You can’t swing an antique typewriter on the Internet without hitting a writer giving advice to their younger self.
But it’s not a purely pointless cliche. Writing is a skill-set as much as it is a Mysterious Talent Breathed Into Our Ears By Angels. Stick with it and you learn. What you learn is idiosyncratic but might be of use to younger writers who are stumbling in ways similar to your own hilarious youthful pratfalls.
Heck, reflecting on what you think you might have learned can actually be the moment you learn it.
Writers digest considered it an activity worth putting into a writing exercise.
Dearyoungme.com thinks it merits its own social media site.

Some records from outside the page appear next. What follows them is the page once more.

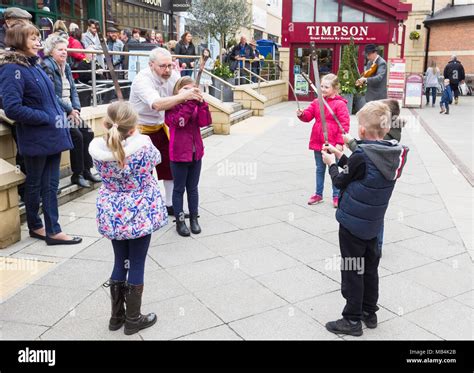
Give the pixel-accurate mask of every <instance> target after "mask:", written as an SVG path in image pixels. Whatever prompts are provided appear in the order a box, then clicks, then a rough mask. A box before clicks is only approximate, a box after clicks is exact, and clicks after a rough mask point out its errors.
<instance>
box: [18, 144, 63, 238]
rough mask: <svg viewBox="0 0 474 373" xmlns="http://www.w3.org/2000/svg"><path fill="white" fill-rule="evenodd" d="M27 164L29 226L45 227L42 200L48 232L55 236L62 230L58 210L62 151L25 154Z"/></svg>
mask: <svg viewBox="0 0 474 373" xmlns="http://www.w3.org/2000/svg"><path fill="white" fill-rule="evenodd" d="M24 160H25V166H26V181H25V210H26V220H27V222H28V228H29V229H30V230H37V229H40V228H42V227H43V222H42V221H41V218H40V216H39V207H40V200H41V201H42V202H43V213H44V223H45V225H44V226H45V229H46V234H47V235H48V236H53V235H55V234H58V233H60V232H61V227H60V225H59V222H58V220H59V211H58V197H57V192H58V186H59V164H60V162H61V153H58V154H54V155H49V156H39V157H29V156H24Z"/></svg>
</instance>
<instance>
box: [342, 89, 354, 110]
mask: <svg viewBox="0 0 474 373" xmlns="http://www.w3.org/2000/svg"><path fill="white" fill-rule="evenodd" d="M341 96H342V97H344V98H345V99H346V100H347V110H349V114H352V104H353V103H354V95H353V94H352V93H344V94H342V95H341Z"/></svg>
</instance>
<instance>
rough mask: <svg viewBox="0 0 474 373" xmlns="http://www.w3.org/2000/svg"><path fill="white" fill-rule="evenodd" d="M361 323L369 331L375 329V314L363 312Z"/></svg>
mask: <svg viewBox="0 0 474 373" xmlns="http://www.w3.org/2000/svg"><path fill="white" fill-rule="evenodd" d="M362 321H363V322H364V323H365V325H366V326H367V327H368V328H369V329H375V328H376V327H377V314H376V313H369V312H365V311H364V312H363V314H362Z"/></svg>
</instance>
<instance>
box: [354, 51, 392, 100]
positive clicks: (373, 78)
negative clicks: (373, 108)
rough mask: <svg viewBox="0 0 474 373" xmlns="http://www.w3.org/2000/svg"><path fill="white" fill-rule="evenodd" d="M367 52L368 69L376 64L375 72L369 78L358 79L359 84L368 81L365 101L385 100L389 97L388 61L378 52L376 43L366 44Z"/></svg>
mask: <svg viewBox="0 0 474 373" xmlns="http://www.w3.org/2000/svg"><path fill="white" fill-rule="evenodd" d="M365 53H366V55H367V59H368V63H367V67H366V70H369V69H370V68H371V67H372V65H376V68H375V73H374V74H373V75H372V76H370V77H367V78H364V77H362V78H360V79H358V80H357V82H358V83H359V84H361V85H362V84H365V83H367V93H366V94H365V101H366V102H370V101H375V100H383V99H386V98H387V62H385V60H384V59H383V58H382V56H380V55H379V54H378V52H377V46H376V45H375V44H368V45H366V46H365Z"/></svg>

And Oneyearnovel.com recently used it explicitly to advise young up-and-comers.
Tl;dr… I’m jumping on that bandwagon.
So, without further ado, seven things I’d tell younger self if I met him and he let me get a word in edgeways…
- Don’t wait. Second post on this blog pretty much explains this one. If you love writing, prioritize it. I chose a more “practical” route, and it vanished like a soap bubble.
- Write a little every day. Don’t tell yourself you’ll put off writing until you have “enough time” to devote to it. You’ll never have much more time to write than you do right now. And you need the ongoing routine and practice to improve. So write even, a little, as often as you can.
- Finish things. Again, it’s how you learn. I used to abandon a story whenever it went awry. Took me ages to learn I was mucking up my starts because I hardly ever saw them in the context of a completed story where it was more obvious that I was generally starting stories too early.
- Perfect is for saps. I say “awry,” but I used to abandon stories because I knew I couldn’t make them perfect. I used to not submit stories because I knew they weren’t perfect. “Don’t let the perfect be the enemy of the good.” You’re as good as you are, and you’ll get better if you don’t give up for want of perfection.
- Don’t worry about rules. Patricia Wrede says this best on her Six Impossible Things blog.
- Realize that doubt is just weather. God I’ve struggled with self doubt. Given up on writing. Given up on individual stories. I’ve gone back to stories that wracked me with so much doubt that I pitched them into the bin, and found stuff in them that was so good it surprised me. Self doubt isn’t truth: it’s weather. It will pass. Wait it out.
- Mind your health. I didn’t. But writers aren’t disembodied brains, and you will eventually sabotage everything you do if you neglect your physical well-being.